Four primary strands of knowledge can be generated by this sonic intervention into the Souths, such as Temporality: time in sound perception and listening – such as temporally expanding sonic events in the Dhvāni and Sphoṭa theories pursued in South Asian aesthesis. Spatiality: practice of sonic space and distance, depth of field, and three-dimensionality – such as traditional sonic gatherings and indigenous public address systems. Chance: discourses on indeterminacy and contingency to examine notions of emergence – such as traditional tuning systems and instruments. Subjectivity: the roles of the listening subject in being, sensing, and meaning-making – such as the navarasas or nine emotional states in Rasa theory encompassing the emotions generated in listening.
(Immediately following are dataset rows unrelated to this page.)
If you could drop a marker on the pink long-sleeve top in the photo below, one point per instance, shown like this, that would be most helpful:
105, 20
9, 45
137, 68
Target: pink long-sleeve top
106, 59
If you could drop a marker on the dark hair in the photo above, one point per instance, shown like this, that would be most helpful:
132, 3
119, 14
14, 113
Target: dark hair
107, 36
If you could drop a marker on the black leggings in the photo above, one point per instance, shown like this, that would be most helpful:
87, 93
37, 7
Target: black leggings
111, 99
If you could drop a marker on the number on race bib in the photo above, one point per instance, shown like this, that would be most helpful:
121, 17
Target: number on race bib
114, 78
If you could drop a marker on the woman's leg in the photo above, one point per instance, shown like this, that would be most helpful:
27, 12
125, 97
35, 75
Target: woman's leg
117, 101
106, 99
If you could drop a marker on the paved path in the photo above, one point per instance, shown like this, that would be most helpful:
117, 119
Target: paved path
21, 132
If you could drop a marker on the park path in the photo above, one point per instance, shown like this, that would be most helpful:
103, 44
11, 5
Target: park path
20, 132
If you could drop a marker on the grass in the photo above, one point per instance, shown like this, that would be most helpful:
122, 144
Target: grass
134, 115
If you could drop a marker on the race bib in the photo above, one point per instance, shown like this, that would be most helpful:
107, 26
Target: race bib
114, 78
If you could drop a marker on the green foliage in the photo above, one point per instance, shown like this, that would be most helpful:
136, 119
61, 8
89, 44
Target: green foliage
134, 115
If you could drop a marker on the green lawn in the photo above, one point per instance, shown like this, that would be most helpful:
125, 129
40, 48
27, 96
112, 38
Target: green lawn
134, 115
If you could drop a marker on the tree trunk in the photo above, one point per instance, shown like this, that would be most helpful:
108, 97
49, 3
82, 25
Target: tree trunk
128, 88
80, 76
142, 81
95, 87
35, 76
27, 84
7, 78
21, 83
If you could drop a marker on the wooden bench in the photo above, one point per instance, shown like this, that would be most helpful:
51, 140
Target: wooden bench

Anthology Of Exploratory Music From India, by Various Artists
Anthology Of Exploratory Music From India, by Various Artists
The critical intersections between Global Souths and Western sonic traditions, technologies, thoughts, and practices occur at the borrowing of these ideas by disembedding them from their situated contexts for appropriation and consumption, but often not giving them due recognition and scientific references. The brief discursive space of this essay therefore advocates for an equitable sonic confluence by acknowledging the contribution of the Souths in contemporary sound practices. Here I invite a reimagination of a decolonial sound studies and sound arts field by being curious and respectful towards the Global Souths’ artists and thinkers who continue to be critical and engaged with issues linked to their regions’ turbulent and fraught history of colonisation, decolonial struggles, and social division under the colonial policies of divide and rule. These conflict-ridden experiences make their work interesting and thought-provoking. However, in Europe or in Western worlds, where most of the funded curatorial activities take place, an unfair social divide is upheld in contemporary curation of sound- and listening-driven arts as well as in the writing of its history. This divide is practiced often due to a lack of critical engagement with artists from the Souths, and through ignoring, under-representing, under-referencing, pigeonholing, or appropriating »non-Western« scholarly perspectives in a globally canonising body of work in the field. My essay is a call to challenge the normalisations of this status quo.